The Move from Guilt to Gratitude
What’s another way to deal with our good luck and good fortune? Shift from guilt to gratitude. The shift from guilt to gratitude is an easy one. They are right next door to each other. My friend calls them “kissing cousins.”
Here’s how you do it: think about what you have (i.e. enough room in your house for everyone to have privacy) or what you don’t have to do (i.e. work in a hospital) that makes you feel guilty. Now, feel grateful about it.

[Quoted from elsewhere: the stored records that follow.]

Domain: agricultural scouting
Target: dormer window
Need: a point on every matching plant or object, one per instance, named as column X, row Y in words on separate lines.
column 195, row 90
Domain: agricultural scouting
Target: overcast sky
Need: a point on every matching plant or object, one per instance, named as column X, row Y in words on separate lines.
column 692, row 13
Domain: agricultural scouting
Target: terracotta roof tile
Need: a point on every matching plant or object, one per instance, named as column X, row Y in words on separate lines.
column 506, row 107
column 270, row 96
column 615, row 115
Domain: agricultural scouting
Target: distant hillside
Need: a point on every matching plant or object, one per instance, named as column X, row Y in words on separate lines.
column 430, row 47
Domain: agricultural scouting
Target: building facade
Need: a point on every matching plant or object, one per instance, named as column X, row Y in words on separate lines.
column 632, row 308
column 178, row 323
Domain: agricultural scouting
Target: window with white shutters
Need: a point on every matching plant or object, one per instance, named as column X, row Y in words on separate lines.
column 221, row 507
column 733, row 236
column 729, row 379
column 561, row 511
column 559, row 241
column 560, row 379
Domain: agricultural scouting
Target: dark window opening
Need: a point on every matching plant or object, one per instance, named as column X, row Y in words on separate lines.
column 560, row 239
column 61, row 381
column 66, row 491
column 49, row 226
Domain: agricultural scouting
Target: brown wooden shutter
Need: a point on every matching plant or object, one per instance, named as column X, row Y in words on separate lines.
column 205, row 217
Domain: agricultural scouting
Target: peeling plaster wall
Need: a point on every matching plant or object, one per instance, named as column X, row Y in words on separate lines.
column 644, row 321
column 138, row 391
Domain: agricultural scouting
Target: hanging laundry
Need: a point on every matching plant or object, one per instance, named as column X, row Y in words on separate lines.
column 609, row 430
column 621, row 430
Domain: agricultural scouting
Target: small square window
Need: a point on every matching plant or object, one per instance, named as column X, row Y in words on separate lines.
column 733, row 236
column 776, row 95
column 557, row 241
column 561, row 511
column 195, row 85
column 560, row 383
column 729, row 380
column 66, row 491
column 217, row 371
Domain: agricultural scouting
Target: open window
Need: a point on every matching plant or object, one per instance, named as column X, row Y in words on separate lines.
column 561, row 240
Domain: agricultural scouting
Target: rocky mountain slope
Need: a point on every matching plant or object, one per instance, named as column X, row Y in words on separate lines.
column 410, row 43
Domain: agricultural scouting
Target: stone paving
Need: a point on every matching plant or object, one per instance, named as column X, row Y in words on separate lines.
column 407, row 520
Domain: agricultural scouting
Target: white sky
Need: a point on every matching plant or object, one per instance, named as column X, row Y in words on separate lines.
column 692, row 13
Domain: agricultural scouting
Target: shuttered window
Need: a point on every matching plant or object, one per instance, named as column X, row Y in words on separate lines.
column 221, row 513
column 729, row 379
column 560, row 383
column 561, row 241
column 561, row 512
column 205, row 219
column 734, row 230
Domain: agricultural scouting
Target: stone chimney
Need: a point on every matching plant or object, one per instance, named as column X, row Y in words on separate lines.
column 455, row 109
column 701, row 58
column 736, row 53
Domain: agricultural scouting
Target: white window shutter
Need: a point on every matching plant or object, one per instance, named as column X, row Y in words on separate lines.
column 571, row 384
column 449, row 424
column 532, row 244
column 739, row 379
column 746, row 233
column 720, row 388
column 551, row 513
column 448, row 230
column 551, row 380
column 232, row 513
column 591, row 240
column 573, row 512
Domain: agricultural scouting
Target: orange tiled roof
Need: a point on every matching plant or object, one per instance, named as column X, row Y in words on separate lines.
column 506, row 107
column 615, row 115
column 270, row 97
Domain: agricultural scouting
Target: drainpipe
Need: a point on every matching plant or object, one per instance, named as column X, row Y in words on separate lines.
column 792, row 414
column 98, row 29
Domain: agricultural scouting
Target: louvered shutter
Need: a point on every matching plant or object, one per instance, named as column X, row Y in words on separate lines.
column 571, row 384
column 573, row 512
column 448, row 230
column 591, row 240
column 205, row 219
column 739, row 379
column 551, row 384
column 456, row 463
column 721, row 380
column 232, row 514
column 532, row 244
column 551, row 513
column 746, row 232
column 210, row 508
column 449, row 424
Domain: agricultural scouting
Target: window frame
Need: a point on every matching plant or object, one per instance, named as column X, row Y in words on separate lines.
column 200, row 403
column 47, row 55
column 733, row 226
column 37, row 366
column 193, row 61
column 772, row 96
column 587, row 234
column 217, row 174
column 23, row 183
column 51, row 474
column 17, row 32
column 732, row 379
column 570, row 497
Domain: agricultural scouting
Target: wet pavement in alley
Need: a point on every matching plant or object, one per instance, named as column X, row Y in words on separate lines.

For example, I feel so guilty that I have a secluded house in Connecticut so I don’t have to be trapped in a New York City apartment. That guilt is a heavy sinking feeling that makes me jittery and unstable-feeling. Now, I shift into gratitude. I say out loud, “I am so grateful I have a secluded house in which to quarantine myself. I am so lucky.” I don’t shift into “I don’t deserve it” or “I do deserve it,” because every one of us deserves safety and contentment. That is not the issue. The issue is gratitude feels better and is more useful than guilt.
The Usefulness of Gratitude
Now that you have moved from guilt to gratitude, it’s time to take action. How do we pay our gratitude forward? We take positive action. Saying thank you is a good beginning. We can write a thank you note to a hospital, to our doctor, to anyone we see helping in a way we cannot. We can bring food to elders in our community still adhering to social distancing rules. We can share masks, gloves, toilet paper, and cleaning supplies. We can send a gift of appreciation, volunteer our time in a way that feels right for us, or donate to a cause that moves us. With a little thought, we will find a way to move from guilt to gratitude and then pay it forward in whatever way we can.
During the pandemic, we have been asked to stay home, take care of each other, and not make things worse. That counts as an action of paying it forward. Staying home prevents others from getting sick and eases the burden on our hospital system. You can feel good about that.
If you feel guilty that other people are suffering and you are one of the lucky ones, shift from guilt to gratitude. Say to yourself, I feel so grateful for my luck. Then feel that gratitude deep inside. Let it help you breathe a sigh of relief and an impulse to do something that channels your gratitude into a good deed. Sitting around feeling guilty doesn’t help anyone, but gratitude can.